Prices
Private home prices rose at a slower pace in the first quarter of 2026, the third  consecutive slowdown. Sales activity similarly softened, with transactions dipping year-on-year.

According to flash estimates released by the Urban Redevelopment Authority (URA), the overall price index for private residential properties rose marginally by 0.3 per cent in the first quarter of 2026, following three consecutive quarters of slower growth – from 1 per cent in Q2 2025 to 0.9 per cent in Q3 and 0.6 per cent in Q4.


Prices by market segment
The price decline was led by landed properties, which saw prices dip by 1.8 per cent in Q1 2026, following a 3.4 per cent price growth in Q4 2025. Non-landed properties saw prices rebound by 1 per cent in Q1 2026.

Among the sub-markets, non-landed properties in the Core Central Region (CCR) registered the weakest performance, with prices rising by a marginal 0.4 per cent in Q1. This was followed by the city fringe or Rest of Central Region (RCR) at 0.9 per cent and suburbs or Outside of Central Region (OCR), where prices increased the most by 1.3 per cent.


Reasons behind the slower pace of growth
The price falls were likely attributed to weaker transaction volumes across these segments. According to data from URA Realis, the number of landed and non-landed home sales (excluding ECs) in RCR fell the sharpest by 55 per cent, from 2,606 units in Q4 2025 to 1,174 units in Q1 2026. This was followed by OCR, where the number of transactions slid by 29.7 per cent, while transactions in CCR dipped by 17.9 per cent q-o-q in Q1 2026.

Sales momentum was also affected by the Chinese New Year festivities in February, which typically result in slower market activities.


Some market segments and luxury homes are still performing well
While the simultaneous decrease in sales transactions and slower price growth reflect a broader slowdown in the housing market, driven by an escalation of macroeconomic uncertainties and cautious sentiment among buyers and investors, certain market segments are still performing well. These include new homes in attractive locations, ECs and suburban homes with more accessible price points, as well as luxury homes. 

For instance, Rivelle@Tampines and Pinery Residences each sold more than 90 per cent of the entire project within the first weekend.

Meanwhile, luxury home sales (landed and non-landed properties of at least S$5 million) in CCR held relatively steady at 179 transactions last quarter, exceeding the past three-year quarterly (Q1 2023 to Q4 2025) average of 138 units. 67 private homes were similarly sold at this price tag in RCR last quarter, above the past three-year quarterly average of 61 units.

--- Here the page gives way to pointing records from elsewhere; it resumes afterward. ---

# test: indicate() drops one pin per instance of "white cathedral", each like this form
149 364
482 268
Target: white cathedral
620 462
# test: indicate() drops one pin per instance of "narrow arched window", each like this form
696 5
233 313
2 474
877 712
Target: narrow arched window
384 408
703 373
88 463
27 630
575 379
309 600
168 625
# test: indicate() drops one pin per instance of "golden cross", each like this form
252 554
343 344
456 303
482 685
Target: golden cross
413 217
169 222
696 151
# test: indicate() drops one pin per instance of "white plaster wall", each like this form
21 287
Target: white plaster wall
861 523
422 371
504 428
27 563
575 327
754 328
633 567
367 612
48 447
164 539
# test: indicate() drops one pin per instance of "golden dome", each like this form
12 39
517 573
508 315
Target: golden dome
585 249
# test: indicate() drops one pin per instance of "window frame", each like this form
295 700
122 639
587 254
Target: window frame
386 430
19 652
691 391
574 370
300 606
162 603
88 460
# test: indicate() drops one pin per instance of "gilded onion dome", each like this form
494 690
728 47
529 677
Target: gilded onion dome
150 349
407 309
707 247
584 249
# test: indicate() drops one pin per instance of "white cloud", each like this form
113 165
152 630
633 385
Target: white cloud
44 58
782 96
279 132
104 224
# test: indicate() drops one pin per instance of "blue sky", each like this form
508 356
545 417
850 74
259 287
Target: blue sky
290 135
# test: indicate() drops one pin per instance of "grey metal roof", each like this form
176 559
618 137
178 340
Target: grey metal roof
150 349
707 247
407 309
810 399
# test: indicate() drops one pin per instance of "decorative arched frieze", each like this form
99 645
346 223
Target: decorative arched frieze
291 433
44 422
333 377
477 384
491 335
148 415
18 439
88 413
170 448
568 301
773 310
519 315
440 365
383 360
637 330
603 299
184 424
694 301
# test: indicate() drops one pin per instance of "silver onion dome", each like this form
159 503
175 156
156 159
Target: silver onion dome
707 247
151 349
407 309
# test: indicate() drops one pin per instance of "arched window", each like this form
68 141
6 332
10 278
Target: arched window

These trends indicate that a growing number of buyers are acquiring premium properties here, viewing them as secure assets in the face of the ongoing macroeconomic uncertainties. It also reinforces Singapore’s reputation as a safe haven for wealth preservation during turbulent times.  


Outlook
The property market has not experienced the full impact of the ongoing Middle East conflicts. Although tensions have heightened geopolitical risks, the scale of impact will be contingent on how the situation unfolds. If the conflict escalates or prolongs, the increased volatility, coupled with higher oil prices and construction costs, could drive up business costs. Inflationary pressures may persist and elevate interest rates, which would have an adverse impact on borrowing costs and home-buying sentiment.

Currently, we are maintaining our overall price projection for 2026 private residential prices to grow by 2.5 to 4.5 per cent, with 23,500 to 25,500 transactions expected for the whole year.